My mother raised us with the equivalent of welfare here in the U.S. And she got a lot of support from the church, for food and clothing. And when you’re raised in a small town, a lot of people looked out for us.
We were focused on the right things—school, education, sports, church, hard work. And you know, when you grow up without your left arm, you don’t miss it. We knew we were poor, but we certainly didn’t see it as something that was a hindrance or holding us back. If anything, it was something that motivated us.
A friend thought I’d do really well at selling cars, so I applied at a dealership in town. They liked my energy and enthusiasm, and my ability to communicate with all types of people. I remember telling them during my interview, “It doesn’t matter who walks in here—a businessman in a silk suit or a farmer in overalls—I can relate to him based on where I grew up and how I was raised.”
I opened my first auctions and sold them to Adesa and then bought some new-car dealerships.
But auctions are a lot less risk.
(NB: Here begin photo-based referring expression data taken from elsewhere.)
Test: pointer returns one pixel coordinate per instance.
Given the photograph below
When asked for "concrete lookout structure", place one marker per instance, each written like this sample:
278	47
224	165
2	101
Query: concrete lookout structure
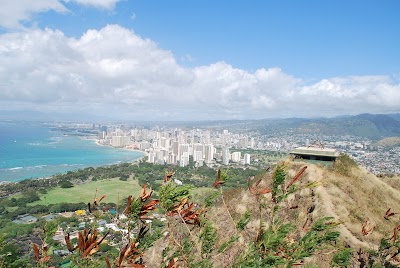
315	153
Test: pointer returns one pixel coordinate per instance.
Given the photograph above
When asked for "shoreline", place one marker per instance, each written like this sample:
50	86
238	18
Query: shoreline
96	141
122	148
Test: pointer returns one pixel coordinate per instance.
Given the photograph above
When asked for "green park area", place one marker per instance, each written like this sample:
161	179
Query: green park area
85	192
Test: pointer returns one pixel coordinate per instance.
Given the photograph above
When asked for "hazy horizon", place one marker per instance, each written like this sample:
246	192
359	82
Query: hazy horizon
195	61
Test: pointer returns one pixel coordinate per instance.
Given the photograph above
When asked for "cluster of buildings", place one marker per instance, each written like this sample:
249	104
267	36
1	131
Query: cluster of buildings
179	147
216	145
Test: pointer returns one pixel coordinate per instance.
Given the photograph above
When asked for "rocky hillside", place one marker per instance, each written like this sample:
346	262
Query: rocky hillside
355	199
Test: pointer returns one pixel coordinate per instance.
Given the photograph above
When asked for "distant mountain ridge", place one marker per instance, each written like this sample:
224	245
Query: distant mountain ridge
372	126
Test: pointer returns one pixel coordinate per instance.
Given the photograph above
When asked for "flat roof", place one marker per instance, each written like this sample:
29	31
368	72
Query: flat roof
316	151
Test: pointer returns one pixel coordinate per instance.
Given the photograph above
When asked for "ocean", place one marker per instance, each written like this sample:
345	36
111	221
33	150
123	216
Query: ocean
30	150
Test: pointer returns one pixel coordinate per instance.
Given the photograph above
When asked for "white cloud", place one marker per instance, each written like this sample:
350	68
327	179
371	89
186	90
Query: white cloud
104	4
115	72
12	12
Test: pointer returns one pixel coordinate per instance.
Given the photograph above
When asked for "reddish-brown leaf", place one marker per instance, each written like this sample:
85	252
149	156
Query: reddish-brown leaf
87	251
36	250
104	196
144	196
45	259
150	206
389	214
365	230
171	264
168	176
263	191
122	254
68	242
108	262
218	181
90	209
305	223
128	205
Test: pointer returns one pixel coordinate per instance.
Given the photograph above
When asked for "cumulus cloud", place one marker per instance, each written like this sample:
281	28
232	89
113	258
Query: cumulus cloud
15	11
113	71
104	4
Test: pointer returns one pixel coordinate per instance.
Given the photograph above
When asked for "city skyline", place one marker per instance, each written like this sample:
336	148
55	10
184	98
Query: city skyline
133	60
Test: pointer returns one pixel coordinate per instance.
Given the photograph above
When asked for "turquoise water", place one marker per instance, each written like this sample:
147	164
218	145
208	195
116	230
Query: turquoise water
34	151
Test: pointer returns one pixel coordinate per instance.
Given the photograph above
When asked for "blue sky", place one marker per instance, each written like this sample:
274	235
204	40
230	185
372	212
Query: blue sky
232	59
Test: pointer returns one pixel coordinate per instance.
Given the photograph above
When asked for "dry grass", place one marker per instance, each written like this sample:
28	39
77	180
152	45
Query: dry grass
361	197
351	200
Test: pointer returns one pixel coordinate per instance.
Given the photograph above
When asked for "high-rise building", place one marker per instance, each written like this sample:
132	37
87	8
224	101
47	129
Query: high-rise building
246	159
198	156
183	149
225	156
120	141
208	153
236	156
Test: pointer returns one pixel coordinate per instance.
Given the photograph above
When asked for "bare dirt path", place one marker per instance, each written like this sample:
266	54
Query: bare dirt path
329	209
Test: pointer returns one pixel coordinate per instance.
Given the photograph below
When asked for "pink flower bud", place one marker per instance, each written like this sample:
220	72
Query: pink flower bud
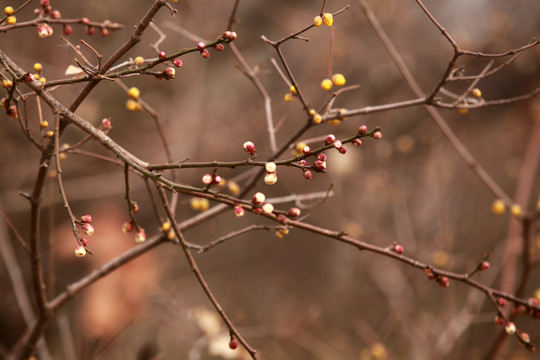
207	179
294	212
258	198
88	229
239	211
178	63
330	139
86	219
249	147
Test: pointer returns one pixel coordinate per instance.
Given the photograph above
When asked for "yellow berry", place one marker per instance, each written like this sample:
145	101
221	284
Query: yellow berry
498	207
516	210
288	97
326	84
134	93
6	84
328	19
338	80
133	105
476	92
139	60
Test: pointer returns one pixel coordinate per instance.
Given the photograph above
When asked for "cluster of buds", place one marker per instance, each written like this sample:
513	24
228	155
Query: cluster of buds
208	179
271	175
335	80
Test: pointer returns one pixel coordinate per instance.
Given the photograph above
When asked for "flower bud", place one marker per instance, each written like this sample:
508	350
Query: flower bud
258	198
270	167
86	219
88	229
80	251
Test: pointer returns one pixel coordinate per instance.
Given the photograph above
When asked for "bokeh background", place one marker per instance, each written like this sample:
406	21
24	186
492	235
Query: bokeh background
304	296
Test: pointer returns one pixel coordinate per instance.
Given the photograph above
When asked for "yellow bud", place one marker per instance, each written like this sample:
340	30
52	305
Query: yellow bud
334	122
288	97
134	93
139	60
328	19
498	207
338	79
166	226
326	84
133	105
233	187
476	92
6	84
516	210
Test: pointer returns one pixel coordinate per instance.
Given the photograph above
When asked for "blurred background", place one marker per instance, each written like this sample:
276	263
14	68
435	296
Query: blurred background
303	296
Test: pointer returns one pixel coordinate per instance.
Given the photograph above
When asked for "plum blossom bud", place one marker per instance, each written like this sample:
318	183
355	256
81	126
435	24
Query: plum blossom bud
80	251
88	229
258	198
268	208
239	211
294	212
86	219
44	30
270	167
140	236
330	139
207	179
270	178
249	147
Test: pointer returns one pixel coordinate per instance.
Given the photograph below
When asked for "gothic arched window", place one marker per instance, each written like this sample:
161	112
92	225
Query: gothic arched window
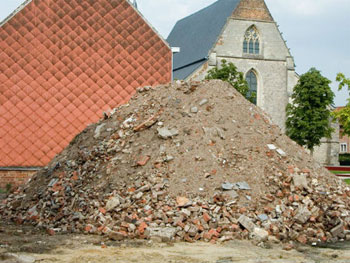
251	43
253	85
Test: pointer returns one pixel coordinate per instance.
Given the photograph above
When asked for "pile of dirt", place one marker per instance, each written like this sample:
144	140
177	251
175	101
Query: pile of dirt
186	161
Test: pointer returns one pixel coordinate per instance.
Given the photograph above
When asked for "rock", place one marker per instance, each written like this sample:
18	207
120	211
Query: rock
117	236
281	152
232	194
260	234
247	223
165	133
144	188
98	130
183	201
194	109
272	147
243	186
143	160
165	233
263	217
13	258
112	203
303	215
300	181
227	186
203	102
338	230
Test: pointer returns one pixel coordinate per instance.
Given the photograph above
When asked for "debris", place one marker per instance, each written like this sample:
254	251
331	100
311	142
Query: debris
263	217
272	147
261	234
243	186
281	152
227	186
98	130
246	223
134	175
165	133
112	203
300	181
203	102
194	109
302	215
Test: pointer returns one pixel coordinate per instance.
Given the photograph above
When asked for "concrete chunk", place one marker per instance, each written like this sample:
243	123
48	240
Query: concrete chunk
303	215
300	181
338	230
165	133
247	223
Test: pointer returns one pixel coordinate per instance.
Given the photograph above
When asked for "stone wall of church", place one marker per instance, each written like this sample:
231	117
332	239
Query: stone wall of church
274	66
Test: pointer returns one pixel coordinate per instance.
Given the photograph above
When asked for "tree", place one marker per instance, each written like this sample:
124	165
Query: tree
228	72
343	114
308	117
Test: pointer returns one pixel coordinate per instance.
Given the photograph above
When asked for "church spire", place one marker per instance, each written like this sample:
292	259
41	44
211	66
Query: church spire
252	10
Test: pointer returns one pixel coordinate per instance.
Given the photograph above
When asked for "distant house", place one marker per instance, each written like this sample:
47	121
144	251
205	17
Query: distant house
62	64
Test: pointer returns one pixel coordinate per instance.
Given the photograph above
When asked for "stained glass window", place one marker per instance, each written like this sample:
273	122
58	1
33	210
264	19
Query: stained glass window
251	43
253	85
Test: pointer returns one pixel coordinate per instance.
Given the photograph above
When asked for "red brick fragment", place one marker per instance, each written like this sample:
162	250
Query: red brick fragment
143	160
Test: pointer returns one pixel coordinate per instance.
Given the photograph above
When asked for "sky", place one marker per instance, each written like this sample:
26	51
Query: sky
316	31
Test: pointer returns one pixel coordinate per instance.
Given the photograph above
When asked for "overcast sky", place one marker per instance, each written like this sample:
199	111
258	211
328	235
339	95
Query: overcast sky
317	31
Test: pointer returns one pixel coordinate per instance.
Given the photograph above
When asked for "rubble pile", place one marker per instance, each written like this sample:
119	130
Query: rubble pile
185	161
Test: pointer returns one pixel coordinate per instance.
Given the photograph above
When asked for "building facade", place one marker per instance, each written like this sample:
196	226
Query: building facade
242	32
62	64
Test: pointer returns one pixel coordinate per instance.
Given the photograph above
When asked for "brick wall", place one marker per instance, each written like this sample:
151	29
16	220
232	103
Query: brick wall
14	177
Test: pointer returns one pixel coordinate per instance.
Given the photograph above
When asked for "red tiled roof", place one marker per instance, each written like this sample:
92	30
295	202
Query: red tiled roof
64	62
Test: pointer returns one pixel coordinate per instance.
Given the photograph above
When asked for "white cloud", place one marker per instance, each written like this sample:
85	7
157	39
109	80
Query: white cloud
308	7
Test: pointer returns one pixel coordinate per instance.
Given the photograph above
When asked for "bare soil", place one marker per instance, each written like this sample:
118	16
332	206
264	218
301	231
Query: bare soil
33	246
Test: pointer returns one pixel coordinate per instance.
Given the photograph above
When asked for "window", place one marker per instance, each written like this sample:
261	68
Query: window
253	85
343	147
251	43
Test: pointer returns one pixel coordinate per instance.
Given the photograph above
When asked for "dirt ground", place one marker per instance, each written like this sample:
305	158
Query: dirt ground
23	245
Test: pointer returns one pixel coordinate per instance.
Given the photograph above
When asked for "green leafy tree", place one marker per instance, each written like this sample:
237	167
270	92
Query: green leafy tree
343	115
308	117
228	72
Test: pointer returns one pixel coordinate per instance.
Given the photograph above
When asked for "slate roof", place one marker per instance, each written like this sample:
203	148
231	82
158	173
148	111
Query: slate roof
62	64
196	35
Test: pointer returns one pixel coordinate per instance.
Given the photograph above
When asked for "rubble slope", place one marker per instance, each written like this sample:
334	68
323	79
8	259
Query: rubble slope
185	161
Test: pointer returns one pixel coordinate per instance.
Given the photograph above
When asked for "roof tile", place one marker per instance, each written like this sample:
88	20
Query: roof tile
63	63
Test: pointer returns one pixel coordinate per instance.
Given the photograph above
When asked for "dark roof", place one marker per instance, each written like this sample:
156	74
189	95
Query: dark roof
196	35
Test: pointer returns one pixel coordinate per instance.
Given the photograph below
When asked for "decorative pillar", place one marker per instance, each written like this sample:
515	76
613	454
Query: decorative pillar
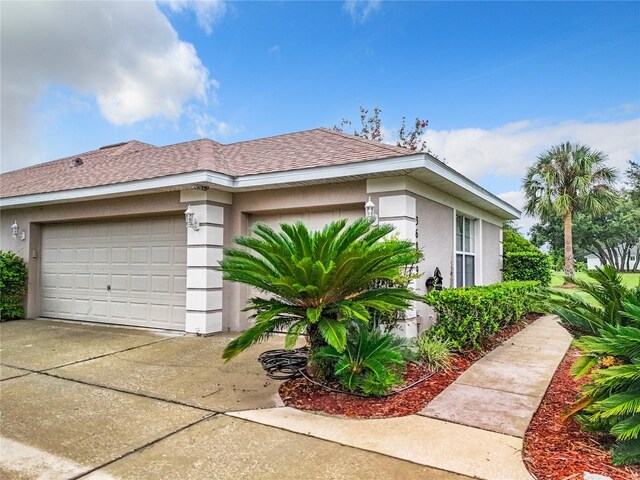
204	313
400	211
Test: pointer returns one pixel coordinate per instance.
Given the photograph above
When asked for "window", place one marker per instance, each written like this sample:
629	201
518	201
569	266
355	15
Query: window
465	252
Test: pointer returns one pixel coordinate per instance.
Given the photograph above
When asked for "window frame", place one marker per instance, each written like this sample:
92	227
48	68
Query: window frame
469	242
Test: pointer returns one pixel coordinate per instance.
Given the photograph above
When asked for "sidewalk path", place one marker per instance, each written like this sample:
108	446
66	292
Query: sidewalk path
474	427
502	391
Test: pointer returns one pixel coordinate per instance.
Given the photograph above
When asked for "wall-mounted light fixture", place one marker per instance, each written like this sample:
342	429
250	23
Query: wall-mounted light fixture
191	220
369	212
16	232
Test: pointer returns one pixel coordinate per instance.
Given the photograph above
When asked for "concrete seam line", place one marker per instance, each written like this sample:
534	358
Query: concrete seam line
362	449
142	447
129	392
102	356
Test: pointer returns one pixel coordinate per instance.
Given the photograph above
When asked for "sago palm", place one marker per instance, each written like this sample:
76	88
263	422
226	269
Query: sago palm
565	178
603	307
610	401
316	282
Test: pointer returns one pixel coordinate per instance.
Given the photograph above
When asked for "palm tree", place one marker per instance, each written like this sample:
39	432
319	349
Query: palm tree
317	282
565	178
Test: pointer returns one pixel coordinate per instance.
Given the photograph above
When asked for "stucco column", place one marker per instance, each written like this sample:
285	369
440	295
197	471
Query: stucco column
400	211
204	309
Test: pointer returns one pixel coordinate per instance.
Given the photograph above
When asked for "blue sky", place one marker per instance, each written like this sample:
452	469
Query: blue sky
499	82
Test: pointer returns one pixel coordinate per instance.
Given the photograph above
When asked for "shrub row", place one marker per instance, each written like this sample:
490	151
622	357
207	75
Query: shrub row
527	266
467	316
13	285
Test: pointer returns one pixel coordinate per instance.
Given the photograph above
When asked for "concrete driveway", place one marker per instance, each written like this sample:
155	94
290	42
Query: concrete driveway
98	402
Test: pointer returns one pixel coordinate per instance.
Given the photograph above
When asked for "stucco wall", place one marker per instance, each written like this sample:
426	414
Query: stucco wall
435	238
491	257
303	198
31	218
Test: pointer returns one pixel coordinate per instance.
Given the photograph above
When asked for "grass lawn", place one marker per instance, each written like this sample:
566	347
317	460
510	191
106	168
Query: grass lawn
628	279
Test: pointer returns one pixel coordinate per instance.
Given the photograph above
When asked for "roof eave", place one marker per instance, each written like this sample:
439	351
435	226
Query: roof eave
400	165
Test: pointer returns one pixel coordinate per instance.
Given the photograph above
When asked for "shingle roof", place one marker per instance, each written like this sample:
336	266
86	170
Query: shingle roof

And auctions let me spend more time with my family, since it took nights and weekends out of the equation.
We had a lot of fun. When our head auctioneer announced he was getting married, I convinced him to get married at the auction. His fiancée also worked in the office at the auction. Then we turned his wedding into a sales promotion at the auction, and it got covered by national television.
The American Dream has always been there, and continues to be there. You have to want it.
But dreams are achieved not only in America. Dreams can be achieved in any country.